Series · 7 parts Published April 27, 2026

Daily briefing bot

An automated digest that watches the sources you care about and emails you the few items worth your time. Seven posts on the same system — one diagram at a time — with an engineering reference at the end.

  1. 01

    A daily briefing bot on AWS for a few dollars a month

    The whole system on one page — an ingestor, a ranker, a postman, all sharing one config.

  2. 02

    How the ingestor walks your sources

    A small dispatcher reads your source list, hands each source to a specialist worker, and drops everything new into one mailbox.

  3. 03

    How the bot picks what matters

    Three filters in order, cheapest first. Most items die at the free filter; the smart AI only sees the few borderline cases.

  4. 04

    How the digest gets delivered

    Five short blocks in your inbox at 7am — or nothing on quiet days. The bot never trains you to ignore it.

  5. 05

    How you change what the bot watches

    Two short Drive docs are the entire interface. Edit, save, the bot picks up the change tomorrow.

  6. 06

    What the briefing bot costs

    A coffee a month, possibly less. Where the dollars actually go in a serverless briefing bot on AWS.

  7. 07

    Engineering reference: the briefing bot architecture

    Same system, drawn purely for engineers. Service names, resource identifiers, region, Bedrock model IDs.

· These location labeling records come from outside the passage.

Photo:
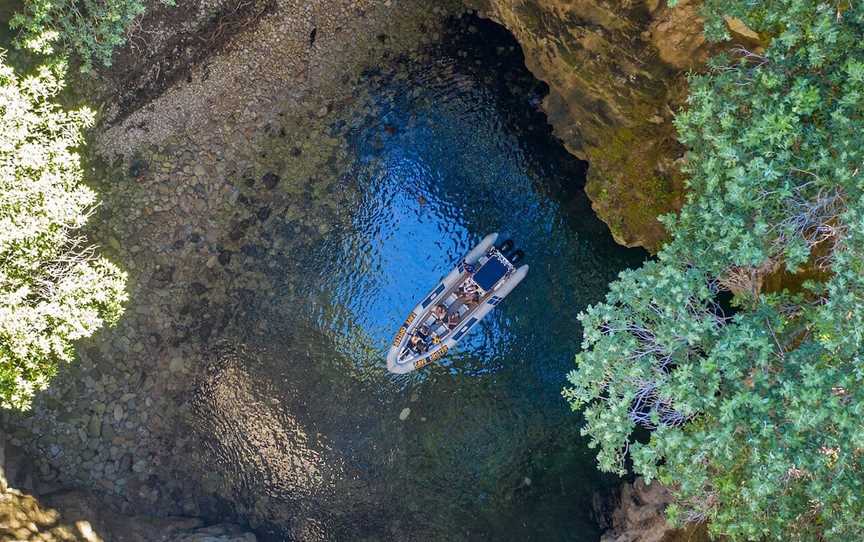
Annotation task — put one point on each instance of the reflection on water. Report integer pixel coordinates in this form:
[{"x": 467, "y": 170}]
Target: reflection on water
[{"x": 444, "y": 152}]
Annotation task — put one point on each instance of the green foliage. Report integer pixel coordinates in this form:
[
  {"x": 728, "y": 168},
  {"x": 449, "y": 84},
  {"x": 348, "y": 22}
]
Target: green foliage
[
  {"x": 53, "y": 289},
  {"x": 754, "y": 417},
  {"x": 91, "y": 29}
]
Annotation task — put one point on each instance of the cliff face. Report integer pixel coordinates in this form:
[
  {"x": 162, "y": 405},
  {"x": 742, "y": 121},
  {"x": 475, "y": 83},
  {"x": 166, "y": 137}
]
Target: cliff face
[{"x": 616, "y": 72}]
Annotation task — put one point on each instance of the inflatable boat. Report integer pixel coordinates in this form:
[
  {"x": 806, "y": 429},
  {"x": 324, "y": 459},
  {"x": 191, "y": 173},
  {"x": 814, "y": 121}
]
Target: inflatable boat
[{"x": 480, "y": 281}]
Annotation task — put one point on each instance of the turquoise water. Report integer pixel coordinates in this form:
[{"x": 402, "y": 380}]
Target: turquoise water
[{"x": 443, "y": 151}]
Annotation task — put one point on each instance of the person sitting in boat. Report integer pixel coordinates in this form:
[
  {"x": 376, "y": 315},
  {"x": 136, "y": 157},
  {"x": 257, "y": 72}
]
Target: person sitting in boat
[
  {"x": 470, "y": 300},
  {"x": 453, "y": 319},
  {"x": 439, "y": 311},
  {"x": 417, "y": 344}
]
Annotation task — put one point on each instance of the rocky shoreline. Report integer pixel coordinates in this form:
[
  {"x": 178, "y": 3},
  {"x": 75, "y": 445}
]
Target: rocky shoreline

What does the daily briefing bot do?
It watches the sources you care about (RSS feeds, public APIs, plain web pages), reads what’s new each morning, scores every item against a short topic description you wrote, and emails you the few items worth your time. Quiet days send nothing — empty inboxes are a feature.
How much does it cost to run?
About $1–$3/month at typical volume. Lambda runs, the morning timer, queues, alerts, and small DynamoDB tables sit inside the AWS always-free tier. The real spend is Bedrock tokens for embeddings and the smart-AI judge on borderline items, plus Amazon SES for delivery — pennies a day. An AWS Budget alarm at $5/month catches anything weird.
Which sources can it watch?
Anything reachable from a Lambda. Three worker types cover most of the web: an RSS worker for tidy feeds (most blogs and newsrooms), an API worker for sites that expose JSON, and a page worker that scrapes and extracts article text from plain HTML. You list the URLs in a Drive doc; the dispatcher routes by source type.
How does the bot pick what matters?
Three filters in order, cheapest first. Filter 1 is free rules (duplicates, too short, wrong language, muted source) — clears roughly half the morning’s haul. Filter 2 is similarity scoring against your topic via Bedrock Titan Text Embeddings v2, a fraction of a cent per item. Filter 3 is Bedrock Claude Haiku 4.5 in JSON mode, but only on borderline items — usually a handful per day.
How is the digest delivered?
You pick one channel: email via Amazon SES (most common, lands at 7am SGT), a chat channel like Telegram or Discord, or a fresh Google Doc each morning. The digest is five short blocks — headline, one-line summary, why it matters, link per item. The subject line carries the top two headlines so you can decide whether to open before you do.
How do I change what the bot watches?
Two short Drive docs are the entire interface. The sources file lists one URL per line; the topic file describes what you care about in plain English. Saving a doc fires a Drive changes.watch notification to a sync Lambda, which validates and promotes the new content. Tomorrow’s digest reflects the change. If a change is broken, the old version stays live and you get a comment in the doc.
Which AWS services does it use?
Lambda (with one Function URL for Drive notifications), EventBridge Scheduler, SQS with paired DLQs, DynamoDB on-demand, S3, SNS, Amazon SES, Secrets Manager, CloudWatch Logs with seven-day retention, AWS Budgets, and Bedrock (Claude Haiku 4.5 via Global cross-Region inference plus Titan Text Embeddings v2). No API Gateway, no NAT Gateway, no always-on compute.